He shot me a sideways glance. “You’ve done more than that, and you know it. But those tamales have definitely been appreciated.”
“Good.” After I’d packaged them all up, Connor had taken most of them over to his cousin Marie’s house as his contribution to the Wilcox potluck. Of course he still said he wouldn’t go, that he wouldn’t leave me alone on Christmas Day, even though I’d told him I really didn’t mind. Maybe I did, a little; sitting here alone while he was off at a get-together didn’t sound all that appealing. But I didn’t want to be the reason he avoided going. Truthfully, I sort of wished I could go, too, if only for the anthropological curiosity of seeing a bunch of Wilcoxes in their natural habitat.
Even as I thought this, though, he said, “This all looks too good to let it get cold. So I’ll just say thank you to the universe for everything we have, and leave it at that. Sound like a plan?”
“Sounds like a great plan,” I replied, relieved that he wasn’t going to push things any more on that front.
For a while we were quiet as we ate our salads. After that came the duck carving, which Connor did a decent enough job of. Good thing, because it was a skill I definitely lacked. I just wanted to cook the birds, not have to cut them up afterward.
He took a bite and let out a sigh. “This is incredible. Better than anything I’ve ever had in a restaurant.”
“Thank you,” I said, feeling my cheeks flush. It shouldn’t be that hard to accept a compliment, should it? Especially since I didn’t feel as if I’d done anything that special. Aunt Rachel had done most of the heavy lifting in teaching me how to cook, and after that it was really a matter of following directions more than anything else.

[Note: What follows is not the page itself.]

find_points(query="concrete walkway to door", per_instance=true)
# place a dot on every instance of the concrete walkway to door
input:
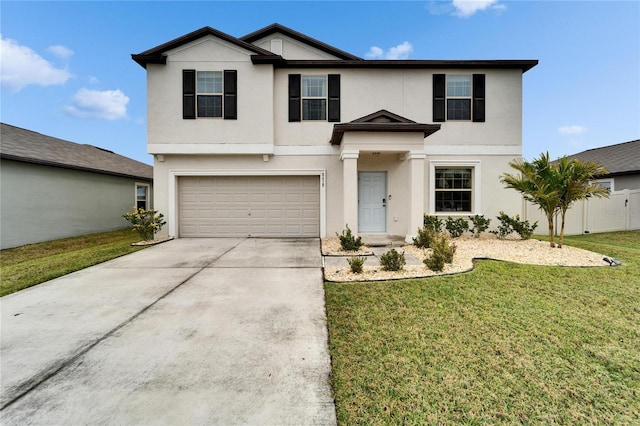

We ate and drank, and again talked of anything except the Wilcox clan and Damon’s plots. The gallery, and how he was preparing to set up a new installation of an artist who worked in bronze and fused glass, and how he was excited about that. That led into my talking a bit more about jewelry making, and how I’d tried working with dichroic glass once but found it very difficult. And so on.
Through it all, however, I couldn’t help but be conscious of his gaze on me, the way he watched me. Something in that direct green stare made the heat within me flare up again, and I had to fight to keep my hand from shaking as I lifted my fork to my mouth or reached out to grasp the stem of my wine glass.
I want you, that stare said.
And Goddess, how I wanted him. For the first time I had the barest inkling of what it must feel like to be an addict, to have that need ache along every vein, every artery, through every cell in your body until you feel as if you’re going to cramp up forever because of it. But I couldn’t let myself give in to it. I couldn’t betray my family that way.
On the other hand, since Connor was my consort, wouldn’t I be betraying the very forces of fate by trying to ignore the bond between us? There had to be a reason why he was the one…didn’t there?
“Any more?”
I blinked. “What?”
A faint trace of a smile at the corner of his mouth, as if he might have guessed why my thoughts were wandering so much. “I was asking if you wanted any more duck.”
“No, thank you. I’m getting full, and I made cranberry tarts for dessert.”
That trace of a smile turned into a full-fledged grin. “Well, in that case, I think I’ll stop, too. Cranberry tarts? When did you squeeze that in?”
“They’re easier than they look,” I replied, which they were. Quickie cheesecake on graham cracker crusts and topped with a sweeter version of cranberry sauce. Easy peasy.
“I’ll have to take your word for that. As you know, I don’t cook.”
“I kind of got that impression.” This time it was my turn to shoot him a sideways look. “Which makes me wonder why you bothered with all those top-of-the-line appliances.”
He shrugged. “They’re the best.”
I didn’t really have an answer for that. Maybe I shook my head slightly. But since we were done, I just gathered up my plate and Connor’s, and took them into the kitchen, while he picked up the remaining serving pieces and set them down on the counter.
When I reached out to turn on the water to start rinsing off the dishes, though, he said, “Just leave them. I’ll clean up later. It’s the least I can do. Besides, we’ve got a tree waiting for us.”
Fine by me. Cleaning up afterward was always my least favorite part of cooking. I followed him into the living room, where he went back to the box of ornaments and started pulling out smaller boxes filled with beautiful decorated glass balls and what looked like icicles of hand-blown glass, and so many other things — drops of mirror and brass, jingling bells in red and green and gold, strands of tinsel. Everything looked almost brand-new, and carefully chosen to coordinate well.